Погребинский взглянул на Ольховикова.
— А в Ленинграде?
— Разве он вам представился следователем? — спросил Ольховиков.
— Нет, но я думал...
— Вы опытный человек, Погребинский. С вами разговаривал оперативный работник. Следствие только начинается. Уголовное дело возбуждено по статье девяносто второй.
Ольховиков открыл Уголовный кодекс на нужной странице и протянул Погребинскому.
— Ознакомьтесь!
Погребинский хорошо знал статью, но на всякий случай пробежал ее еще раз глазами. Отрицательно мотнул головой.
— Никак не получается, гражданин следователь! Мы не воровали ни брошек, ни ягодок, ни жучков, ни червячков, мы сами их изготавливали...
— Вот и помогите нам разобраться, докажите, что сами изготовили, что похищали.
— Я всегда готов идти навстречу следствию! Вот и гражданин начальник подтвердит, что я ничего не утаиваю.
— Да, когда речь идет о других, — ответил Прищепов. — Хотелось бы вам задать пару вопросов по одному старому делу. Мы тут получили интересный материал из Москвы.
— Чего же по старому, когда тут новое? По старому я все рассказал! Даже в совхоз приезжали.

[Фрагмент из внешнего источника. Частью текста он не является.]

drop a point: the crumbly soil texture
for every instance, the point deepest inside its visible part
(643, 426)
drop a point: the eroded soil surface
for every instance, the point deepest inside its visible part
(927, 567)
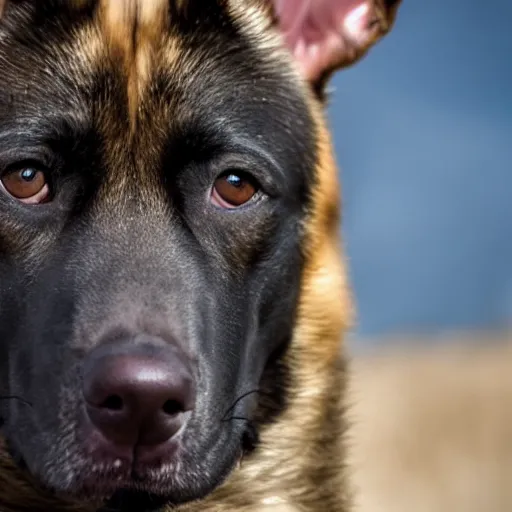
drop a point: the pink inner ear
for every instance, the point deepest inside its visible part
(324, 33)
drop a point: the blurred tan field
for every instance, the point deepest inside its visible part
(432, 427)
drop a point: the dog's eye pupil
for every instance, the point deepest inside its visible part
(28, 174)
(234, 180)
(232, 190)
(27, 184)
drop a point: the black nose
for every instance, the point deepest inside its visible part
(137, 394)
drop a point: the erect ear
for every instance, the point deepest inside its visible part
(326, 35)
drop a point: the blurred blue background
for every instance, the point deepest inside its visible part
(423, 133)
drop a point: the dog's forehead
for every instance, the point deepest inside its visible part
(139, 38)
(176, 36)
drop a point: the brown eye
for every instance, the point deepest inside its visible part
(232, 190)
(27, 184)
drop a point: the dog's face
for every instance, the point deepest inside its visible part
(159, 167)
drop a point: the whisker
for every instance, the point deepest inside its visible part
(238, 400)
(14, 397)
(237, 418)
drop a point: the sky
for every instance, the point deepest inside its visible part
(423, 134)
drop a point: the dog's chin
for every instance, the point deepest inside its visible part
(125, 489)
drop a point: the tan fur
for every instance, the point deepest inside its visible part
(432, 428)
(132, 28)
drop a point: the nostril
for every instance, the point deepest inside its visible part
(113, 403)
(172, 408)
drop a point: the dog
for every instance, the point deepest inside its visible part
(172, 284)
(431, 426)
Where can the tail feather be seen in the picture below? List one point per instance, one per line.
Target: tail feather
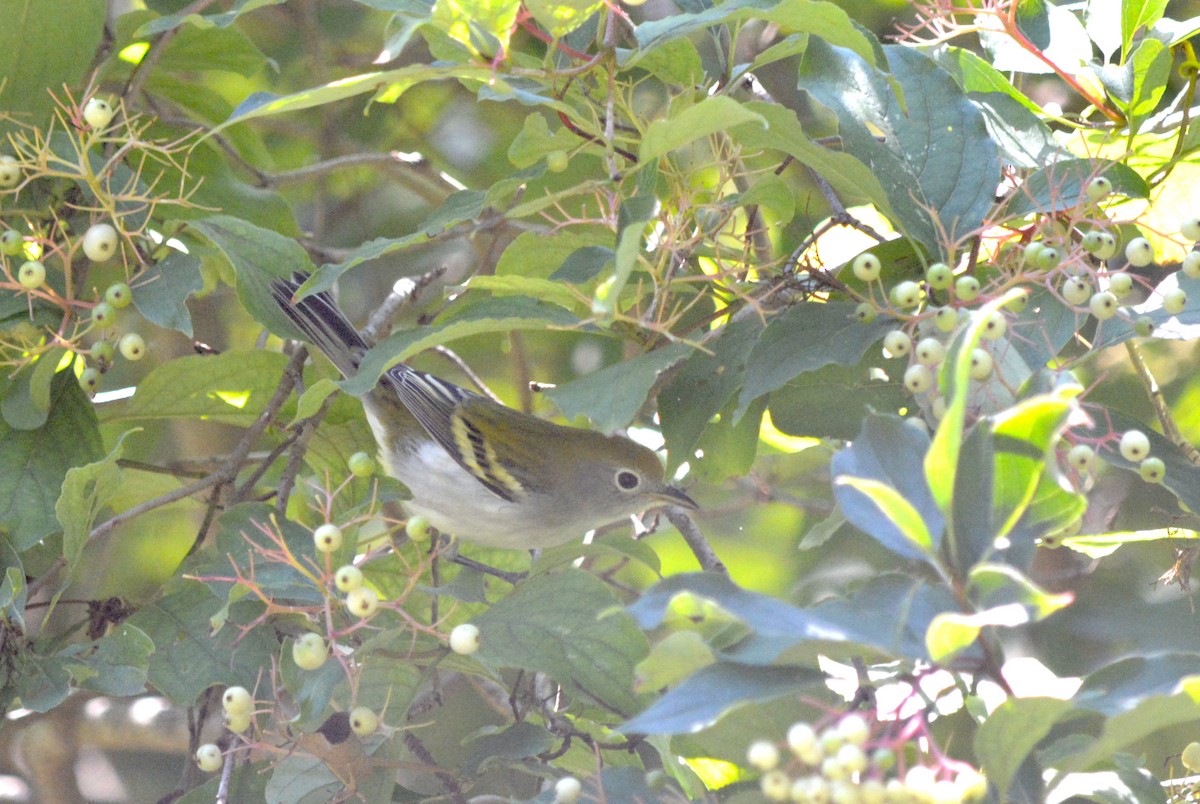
(322, 322)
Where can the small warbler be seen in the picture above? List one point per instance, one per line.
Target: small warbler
(475, 468)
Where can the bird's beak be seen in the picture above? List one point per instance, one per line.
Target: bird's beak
(672, 496)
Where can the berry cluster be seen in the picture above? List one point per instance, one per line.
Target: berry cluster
(844, 762)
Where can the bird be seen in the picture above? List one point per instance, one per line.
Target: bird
(477, 469)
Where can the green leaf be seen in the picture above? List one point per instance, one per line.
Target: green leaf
(935, 156)
(27, 399)
(703, 385)
(1062, 186)
(46, 48)
(712, 691)
(161, 293)
(189, 657)
(1140, 695)
(880, 486)
(563, 624)
(802, 339)
(612, 396)
(706, 118)
(232, 387)
(87, 491)
(34, 462)
(118, 663)
(826, 19)
(258, 256)
(1137, 15)
(1011, 733)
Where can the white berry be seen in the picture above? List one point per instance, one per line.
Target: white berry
(97, 112)
(363, 601)
(1175, 300)
(1103, 305)
(10, 172)
(327, 538)
(897, 343)
(465, 639)
(867, 267)
(310, 652)
(100, 243)
(209, 757)
(1139, 252)
(1134, 445)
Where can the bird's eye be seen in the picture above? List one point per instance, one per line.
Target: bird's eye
(628, 480)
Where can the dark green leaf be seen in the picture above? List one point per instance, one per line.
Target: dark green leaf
(935, 151)
(162, 292)
(563, 624)
(891, 454)
(34, 462)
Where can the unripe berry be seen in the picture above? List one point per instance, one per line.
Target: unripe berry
(1191, 228)
(855, 730)
(361, 465)
(1134, 445)
(103, 353)
(237, 700)
(1077, 291)
(867, 267)
(10, 172)
(103, 315)
(568, 790)
(208, 757)
(1175, 300)
(363, 601)
(995, 327)
(310, 652)
(1048, 258)
(89, 379)
(981, 365)
(1139, 252)
(239, 721)
(364, 721)
(897, 343)
(1080, 457)
(946, 319)
(1191, 757)
(1101, 245)
(906, 294)
(100, 243)
(929, 352)
(1103, 305)
(131, 346)
(348, 579)
(557, 161)
(327, 538)
(465, 639)
(1152, 469)
(1098, 187)
(940, 276)
(762, 755)
(775, 785)
(966, 288)
(119, 295)
(11, 243)
(97, 113)
(1120, 285)
(419, 528)
(31, 275)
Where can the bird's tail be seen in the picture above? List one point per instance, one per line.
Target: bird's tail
(322, 322)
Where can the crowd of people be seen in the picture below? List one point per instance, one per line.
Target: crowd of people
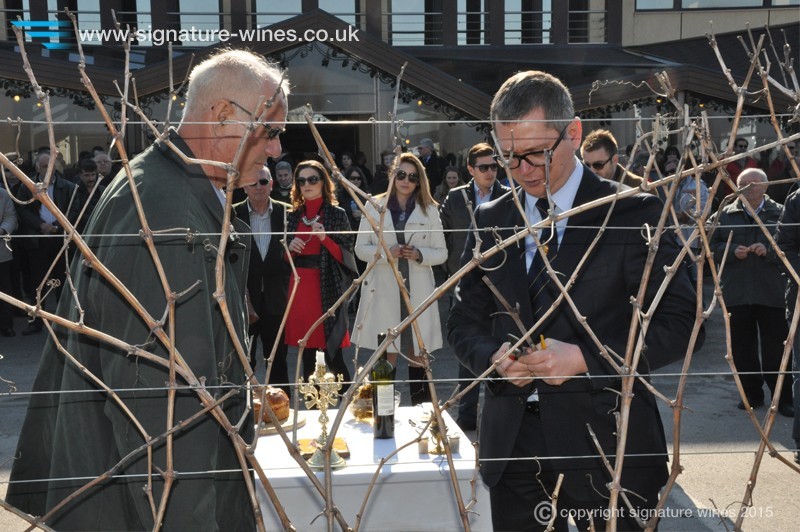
(538, 400)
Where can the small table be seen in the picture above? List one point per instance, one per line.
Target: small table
(413, 491)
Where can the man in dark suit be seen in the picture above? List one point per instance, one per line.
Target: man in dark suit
(36, 219)
(268, 278)
(456, 220)
(542, 403)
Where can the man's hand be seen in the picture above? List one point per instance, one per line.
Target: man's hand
(396, 251)
(556, 364)
(319, 230)
(517, 373)
(740, 252)
(759, 249)
(296, 245)
(410, 253)
(47, 229)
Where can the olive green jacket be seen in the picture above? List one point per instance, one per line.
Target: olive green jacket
(83, 435)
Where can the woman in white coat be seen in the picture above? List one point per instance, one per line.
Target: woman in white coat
(413, 233)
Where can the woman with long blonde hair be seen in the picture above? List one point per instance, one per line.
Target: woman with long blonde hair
(413, 233)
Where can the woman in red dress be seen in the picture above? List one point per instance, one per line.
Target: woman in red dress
(325, 265)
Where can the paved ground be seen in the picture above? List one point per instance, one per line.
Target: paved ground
(718, 441)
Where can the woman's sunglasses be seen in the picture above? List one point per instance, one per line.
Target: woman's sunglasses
(301, 181)
(598, 165)
(401, 175)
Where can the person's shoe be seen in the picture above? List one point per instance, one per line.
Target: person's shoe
(467, 424)
(754, 403)
(32, 328)
(786, 410)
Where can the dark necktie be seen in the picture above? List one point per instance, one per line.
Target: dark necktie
(537, 274)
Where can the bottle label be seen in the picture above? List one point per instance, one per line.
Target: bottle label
(385, 395)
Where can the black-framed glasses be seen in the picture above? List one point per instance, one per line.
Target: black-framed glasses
(534, 157)
(486, 167)
(401, 175)
(598, 165)
(272, 132)
(313, 180)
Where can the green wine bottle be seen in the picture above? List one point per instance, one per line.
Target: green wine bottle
(382, 377)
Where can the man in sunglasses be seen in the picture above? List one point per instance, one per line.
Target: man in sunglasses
(600, 153)
(548, 401)
(68, 438)
(268, 277)
(456, 220)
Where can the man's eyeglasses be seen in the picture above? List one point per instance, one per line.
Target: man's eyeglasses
(534, 157)
(486, 167)
(301, 181)
(598, 165)
(272, 132)
(401, 175)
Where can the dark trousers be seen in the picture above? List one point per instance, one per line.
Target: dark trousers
(266, 330)
(45, 255)
(6, 310)
(796, 388)
(468, 405)
(521, 499)
(751, 325)
(335, 363)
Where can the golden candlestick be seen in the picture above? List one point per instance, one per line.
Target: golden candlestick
(322, 391)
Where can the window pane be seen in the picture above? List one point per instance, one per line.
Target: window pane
(526, 26)
(654, 4)
(343, 9)
(269, 12)
(704, 4)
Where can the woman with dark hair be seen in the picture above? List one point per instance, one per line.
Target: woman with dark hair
(347, 161)
(413, 233)
(325, 266)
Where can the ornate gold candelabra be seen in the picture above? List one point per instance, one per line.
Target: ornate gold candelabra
(322, 391)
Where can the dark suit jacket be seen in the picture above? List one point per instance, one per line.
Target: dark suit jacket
(611, 275)
(455, 215)
(268, 278)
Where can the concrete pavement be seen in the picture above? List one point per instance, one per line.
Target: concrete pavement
(718, 441)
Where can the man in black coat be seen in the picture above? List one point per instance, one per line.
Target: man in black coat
(268, 277)
(542, 403)
(456, 220)
(35, 219)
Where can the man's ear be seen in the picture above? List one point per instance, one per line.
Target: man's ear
(575, 133)
(221, 111)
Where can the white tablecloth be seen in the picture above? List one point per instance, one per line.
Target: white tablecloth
(413, 492)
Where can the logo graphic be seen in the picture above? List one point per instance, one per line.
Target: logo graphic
(46, 29)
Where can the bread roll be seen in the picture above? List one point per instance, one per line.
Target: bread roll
(277, 399)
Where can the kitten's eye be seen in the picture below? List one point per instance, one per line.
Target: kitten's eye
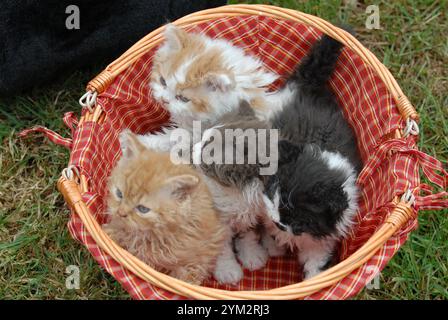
(182, 98)
(142, 209)
(162, 81)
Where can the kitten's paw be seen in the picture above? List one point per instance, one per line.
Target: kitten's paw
(228, 272)
(251, 254)
(272, 247)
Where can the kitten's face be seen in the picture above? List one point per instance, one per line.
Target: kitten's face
(312, 198)
(189, 74)
(144, 192)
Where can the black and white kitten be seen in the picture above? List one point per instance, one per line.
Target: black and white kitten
(315, 186)
(238, 189)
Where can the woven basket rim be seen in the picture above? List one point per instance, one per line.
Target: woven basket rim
(73, 188)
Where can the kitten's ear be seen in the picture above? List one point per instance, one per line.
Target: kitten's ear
(182, 185)
(175, 37)
(219, 81)
(129, 143)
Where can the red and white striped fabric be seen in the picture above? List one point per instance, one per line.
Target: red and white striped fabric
(280, 44)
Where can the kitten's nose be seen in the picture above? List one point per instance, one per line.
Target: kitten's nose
(122, 214)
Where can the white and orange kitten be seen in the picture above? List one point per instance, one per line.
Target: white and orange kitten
(163, 213)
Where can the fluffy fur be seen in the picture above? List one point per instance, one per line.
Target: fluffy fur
(319, 162)
(198, 78)
(237, 191)
(163, 213)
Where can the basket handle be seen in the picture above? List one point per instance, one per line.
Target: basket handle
(106, 77)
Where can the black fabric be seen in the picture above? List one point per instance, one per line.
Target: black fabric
(36, 47)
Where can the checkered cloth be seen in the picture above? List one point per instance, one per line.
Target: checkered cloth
(280, 44)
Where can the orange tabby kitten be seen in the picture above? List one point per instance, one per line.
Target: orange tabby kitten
(163, 213)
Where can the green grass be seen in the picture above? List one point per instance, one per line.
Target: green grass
(35, 247)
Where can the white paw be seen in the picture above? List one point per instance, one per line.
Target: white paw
(228, 271)
(251, 255)
(272, 247)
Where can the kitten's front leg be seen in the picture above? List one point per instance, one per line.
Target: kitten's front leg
(228, 270)
(315, 255)
(271, 246)
(250, 252)
(191, 274)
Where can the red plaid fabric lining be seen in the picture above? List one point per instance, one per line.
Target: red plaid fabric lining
(280, 44)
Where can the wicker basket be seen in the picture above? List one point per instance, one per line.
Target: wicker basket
(387, 130)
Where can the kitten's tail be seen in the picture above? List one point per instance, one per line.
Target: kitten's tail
(317, 66)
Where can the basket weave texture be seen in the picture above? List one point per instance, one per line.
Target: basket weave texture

— Знаю, — согласился Прищепов. — Следствие по делу вашего отца закончено. Разобрались в Москве и с его подпольной деятельностью. Трагическая смерть вашего отца помогла тем, кто вместе с ним совершал хищения, тем, кто выпускал неучтенные вещички и их реализовывал. Та же схема, Погребинский, как и у вас с Гориным. Ваш отец отдал Лотошину четверть миллиона. А куда спрятали остальные деньги?
— Ни копейки не видел я из этих денег!